Ela é linda não é? Vejo-os sempre aqui de minha janela. Ainda pergunto-me se esta não é mais uma de tuas artimanhas para que jamais lhe esqueça. Ela trabalha com crianças. Ando pesquisando sim. Deve ser tão meiga e doce! Do jeito que nunca fui... Deixemos de lado todo este constrangimento de lembrar-lhe do passado. Acredito que sabes por que escrevo a ti neste momento, não é mesmo?
Acordei tão tarde (como de costume!) e deparei-me com correspondências sobre a mesinha da saleta. Entre contas e mais contas, convites e aporrinhações; lá estava o que menos esperava encontrar... Em todas as vezes que tu surpreendeste-me esta foi a mais divertida e realmente inesperada (e fantástica) surpresa. Um convite de casamento é imprevisível, mesmo falando de tua pessoa, um exímio cafajeste e mais ainda “Mestre dos Caras-de-pau”. Sinto como se fosse meu dever ir até a cerimônia mesmo que seja para alertar esta pobre mulher que tu farás enlouquecer como tantas outras... Quem sabe esta não é minha missão, como a tua quem sabe, não será casar-se e desfrutar de uma vida sossegada e harmoniosa. Quem sabe eu fui umas das paixões e ela é o amor de tua vida? Pois tu sabes, a ordem não altera o produto!
E já falando em tua sabedoria, acreditas que estranhos deram de parar-me na rua para perguntar sobre ti? Hoje mesmo encontrei algum conhecido teu (sabedor de nossa turbulência amorosa), na fila da padaria. Ele sorriu e veio até mim de braços prontos para um grande e doce abraço como se nos conhecêssemos há muito, não me lembro de conhecer alguém tão simpático. Foi tão gentil a ponto de convidar-me para um café. E eu aceitei (claro!), não recusaria convite vindo de tão bom coração...
“- Então como vai Madalena? Há tanto tempo que não deslumbro esta tua beleza cosmopolita... – Disse-me o estranho, com um dos mais belos sorrisos que já vi. – E como vai Antônio? Outro desaparecido... Soube que vão se casar, boa sorte.
Acho que empalideci nesta hora, pois logo segurou-me a mão e perguntou se passava bem.
- Sim, sim... Digo... Não nos casaremos...
- Mas... O que ouvi pelas ruas foram apenas especulações?
- Não... Antônio se casará! Apenas, não comigo...
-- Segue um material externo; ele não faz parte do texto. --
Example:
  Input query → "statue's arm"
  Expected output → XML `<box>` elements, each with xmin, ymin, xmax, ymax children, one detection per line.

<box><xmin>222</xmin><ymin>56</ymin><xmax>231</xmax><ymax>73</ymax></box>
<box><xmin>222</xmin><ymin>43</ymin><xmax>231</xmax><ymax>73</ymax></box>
Senti pena do estranho. Seu belo sorriso se desfez e refez-se em seu rosto um riso amarelado. Logo recobrou a postura e adquiriu um tom de seriedade...
- Perdoe-me... Como disse, há muito que não vejo Antônio... Não deveria ter tocado neste assunto! Perdão senhorita... - Então o estranho olhou-me nos olhos e beijou-me a mão e eu ali, toda entregando a um desconhecido. – Como não pude perceber? Recebi o convite anteontem, mas não o abri. Vocês pareciam fazer o tipo de casal que jamais se separa. – Soltou minhas mãos e sua expressão tornou-se sombria. – A senhorita perdoa-me? De coração...”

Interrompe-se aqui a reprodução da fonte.